If you were on Apple's board and suggested that, I'd fire your ass so fast you wouldn't even have time to see it coming. Apple HAS NO CHOICE but to deal with this very harshly or everyone and their dog will consider it open season on Apple's intellectual property. The HAVE to.

You'd 'fire [my] ass' if I were on your board!?

Who'd be you? SJ?

Don't know much about how a modern corporation functions today, do you? (Hint: you should probably have thought about it before you put me on the board).
post #119 of 250
Quote:
Originally Posted by anonymouse View Post

I don't think there will be any long term damage to Apple's reputation from pursuing this, and I think the long term benefits outweigh the cost by sending a message that you can't just do this and expect there to not be consequences.

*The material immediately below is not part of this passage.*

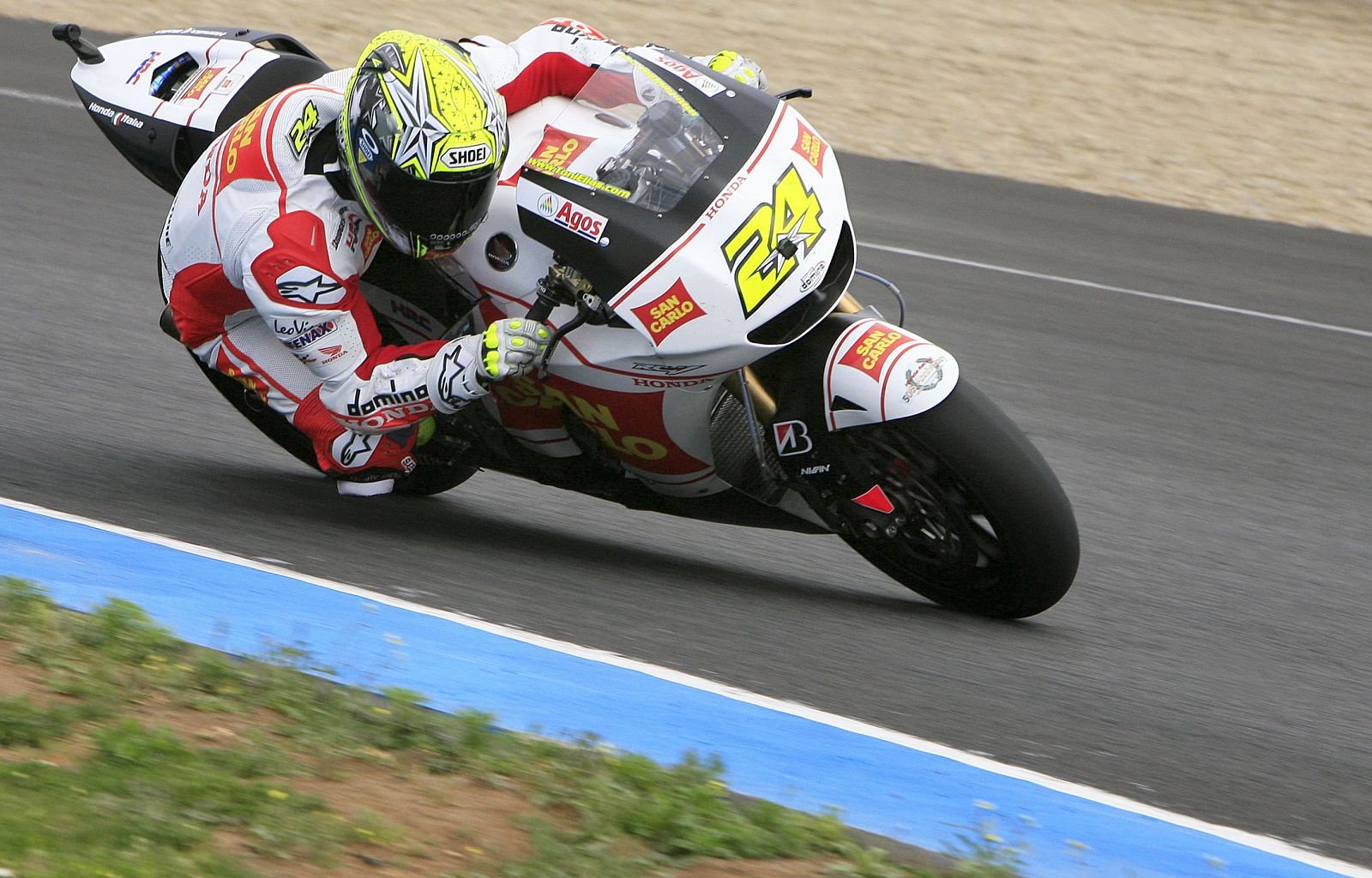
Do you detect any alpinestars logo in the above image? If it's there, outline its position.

Not pursuing it would send the opposite message -- i.e., that Apple is fair game and you can get away with anything. The media will end up looking self-serving, to their own detriment. And I think most people -- the ones who don't visit AI -- will likely see the very real difference between "reporters" engaging in industrial espionage, where there is no compelling public interest served, and reporters investigating issues like public corruption.

These are very thoughtful points. I agree that Apple is in a bit of a bind here: to do nothing would create it's own issues, as would doing something.

I am simply coming out on one side of this, suggesting that in the long run, this amounts to a hill of beans, and that Apple has the opportunity to take the high road here.
post #120 of 250
Quote:
Originally Posted by anantksundaram View Post

You'd 'fire [my] ass' if I were on your board!?

Who'd be you? SJ?

Don't know much about how a modern corporation functions today, do you? (Hint: you should probably have thought about it before you put me on the board).

Hey I don't like everything that Apple does, especially lately. They are getting a bit heavy-handed. That said, they absolutely have no choice on this one. If they let this kind of stuff slide it will happen all of the time.

Their engineer screwed up (it appears). But it was an honest mistake. Hogan, his buddy and Gizmodo's actions were anything but. They're in deep sh*t.